Terlepas dari banyak kelemahannya, yang berperan utama dalam penanganan Covid-19 adalah negara (state), yakni para pemerintahnya. Di negara manapun yang terdampak dengan prahara demikian, yang berperan utama menanggulanginya adalah pemerintahnya.
Pemerintah dalam arti “Birokrasi, Administrasi, atau Lembaga-Lembaganya”. Bukan institusi di luar itu , seperti Lembaga Swadaya Masyarakat (LSM), Non Government Organizatin (NGO), atau yang sering dibangga-banggakan para pemuja pasar, yakni dunia usaha (korporasi/swasta/enterprices). Praktis lembaga-lembaga pemerintah ini, yang paling berperan.
Tidak hanya pada urusan medis atau bantuan-bantuan kemasyarakatannya, negara berperan, (yang menurut pendapat umum mungkin memang sudah tugasnya), melainkan jauh menyeruak di luar dimensi itu, yakni (seperti) penyediaan pendanaan-stimulus perekonomian misalnya, nyaris hampir semua ditalangi negara.

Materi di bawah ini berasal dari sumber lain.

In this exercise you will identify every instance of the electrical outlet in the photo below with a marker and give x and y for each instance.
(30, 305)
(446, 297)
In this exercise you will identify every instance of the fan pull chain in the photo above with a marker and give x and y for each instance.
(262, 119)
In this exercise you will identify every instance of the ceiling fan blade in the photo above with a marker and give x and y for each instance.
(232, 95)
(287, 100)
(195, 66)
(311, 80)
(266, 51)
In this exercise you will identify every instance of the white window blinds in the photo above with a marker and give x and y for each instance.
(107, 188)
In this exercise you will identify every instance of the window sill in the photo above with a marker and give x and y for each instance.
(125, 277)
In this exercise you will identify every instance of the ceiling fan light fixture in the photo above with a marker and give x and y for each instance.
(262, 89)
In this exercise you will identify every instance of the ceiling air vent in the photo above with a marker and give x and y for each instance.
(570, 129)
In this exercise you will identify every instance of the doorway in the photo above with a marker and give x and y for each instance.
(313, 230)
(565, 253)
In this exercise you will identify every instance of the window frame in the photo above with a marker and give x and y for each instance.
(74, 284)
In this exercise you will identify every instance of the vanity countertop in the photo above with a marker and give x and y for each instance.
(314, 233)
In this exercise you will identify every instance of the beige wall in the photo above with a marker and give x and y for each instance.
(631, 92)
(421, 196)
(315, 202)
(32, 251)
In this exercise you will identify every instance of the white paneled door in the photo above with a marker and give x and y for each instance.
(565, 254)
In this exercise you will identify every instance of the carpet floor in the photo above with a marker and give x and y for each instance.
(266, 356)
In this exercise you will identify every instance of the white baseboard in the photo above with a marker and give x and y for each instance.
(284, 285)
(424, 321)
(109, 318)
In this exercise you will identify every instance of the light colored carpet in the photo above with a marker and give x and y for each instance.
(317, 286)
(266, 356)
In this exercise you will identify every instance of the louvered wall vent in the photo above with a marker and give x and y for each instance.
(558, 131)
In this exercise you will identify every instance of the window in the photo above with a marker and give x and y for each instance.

Kita belum melihat atau mendengar bahwa ada pengusaha atau gabungan pengusaha yang significan menalangi (gotong royong). Tidakkah selama ini mereka banyak diuntungkan negara sehingga perusahaannya menjadi super raksasa yang melanglang buana? Tidakkah para pengusaha-pengusah itu sering kekayaannya lebih besar dari satu negara, bahkan gabungan beberapa negara?
Tidakkah selama empat dekade mereka selalu teriak kencang-kencang, sampai memekakkan telinga bahwa pasar harus diberi kebebasan sebebas-bebasnya, agar kesejahteraan lokal, nasional, dan global tercapai sebagaimana pesan konsensus Washington, yang dimotori Reagan dan Thatcher awal 80-an (Stiglitz, 2005)?
Sekarang kemana aktor-aktor pasar itu ketika Covid-19 pandemik? Masihkah tak henti-henti meraup keuntungan sebesar-besarnya dengan metode zero sum gamenya yang primitive itu? Sekian pertanyaan masih dapat dijajarkan sekian panjang lagi. Namun untuk tulisan ini dianggap sudah memadai, yakni bahwa pasar (korporasi) tidak kelihatan batang hidungnya dalam penuntasan wabah.
Memperkuat Negara
Yang berperan sebagaimana dikatakan di atas masih/tetap negara. AS yang pendekar liberal-kapitalisme sekalipun, faktanya masih mengandalkan negara (bukan swasta/korporasi) dalam hal seluruh pembiayaannya.
Administrasi, Birokrasi, atau Pemerintahan Washington telah menggelontorkan dana stimulus sebesar $ 2 T , yang kalau dirupiahkan sekitar Rp 32.000. Uangnya diambil dari penerbitan Bond, yang selanjutnya di beli The Fed (bank sentral Amerika). Secara tak langsung kebijakan ini menambah uang beredar.
Negara-negara lain tak ketinggalan, juga melakukan hal yang sama. Skemanya mirip dengan AS, yakni pemerintah menerbitkan Bond, yang di beli Bank Sentral sendiri. China mengeluarkan stimulus $ 370 milyar (sama dengan dua kali APBN Indonesia). India $ 120 milyar, Jepang $ 47 milyar. Tidak ketinggalan Korea Selatan, Malaysia, Thailand dan lain-lain. Eropa malah lebih besar, mengeluarkan Bond super jumbo. Bandingkan dengan Indonesia yang mengelurakan stimulus sebesar $ 30 milyar, atau Rp 405 triliun.
Konstalasi yang memaksa pemerintah (negara) meningkatkan uang beredar di pasar agar masyarakat (publik) tergantung semakin tinggi terhadap negara. Tidak lagi seperti selama ini, yakni bergantung kepada swasta. Era swasta, yang mendewa-dewakan pasar telah jatuh tersungkur, ketika Covid-19 memaksa orang tinggal di rumah. Tidak ada lagi permintaan, tidak ada lagi produksi. Semua bursa jatuh. Tidak ada lagi hukum permintaan-penawaran yang dibanggakan itu. Semua jadi omong kosong. Bravo negara.